Würde ein Kind in der Öffentlichkeit rülpsen, in der Nase bohren, andere bespucken oder hauen, würde jeder erwarten, daß seine Eltern es zur Ordnung rufen. Wohl niemand käme auf die Idee, der Mutter oder dem Vater vorzuwerfen, sie würden ihr Kind in festgefahrene, altmodische Bahnen pressen wollen oder gar sein wahres „Ich“ mißachten.
Anders wäre es, wenn ein Junge einen Rock tragen wollte.
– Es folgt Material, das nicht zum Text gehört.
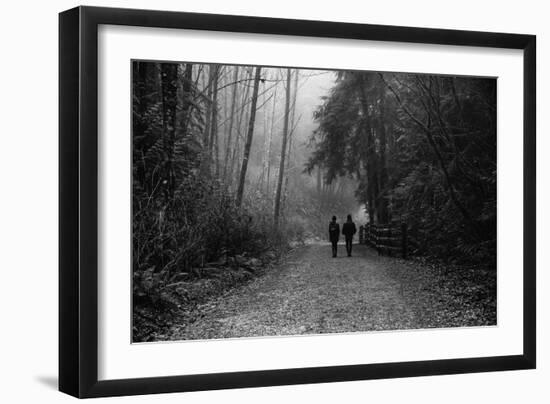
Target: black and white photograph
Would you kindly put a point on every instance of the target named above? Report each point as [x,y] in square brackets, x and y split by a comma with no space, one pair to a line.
[280,201]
Denn in geschlechterspezifisches Verhalten darf heute erzieherisch nicht mehr eingegriffen werden: Jeder soll sein „Gender“ selbst finden und das sein, was er gerade sein will. Alles kann, nichts muß. Und erlaubt ist, was Spaß macht.
Die Welt der Kinder ist knallhart, starr und archaisch
Was oft vergessen wird: Diese neue supertolerante und genderneutrale Weltordnung mag vielleicht von Erwachsenen akzeptiert werden, nicht aber von Kindern. Denn Kinder sind untereinander gnadenlos.
Bei ihnen gilt noch die Regel: Nur der Stärkste überlebt. Hier darf eben nicht jeder so sein, wie er möchte. Schon kleine Unterschiede, beispielsweise, daß ein Kind anders spricht, können zu Ausgrenzung, Hänseln und Mobbing führen. Wie wäre es also, wenn ein Junge im Kindergarten einen Rock anziehen würde?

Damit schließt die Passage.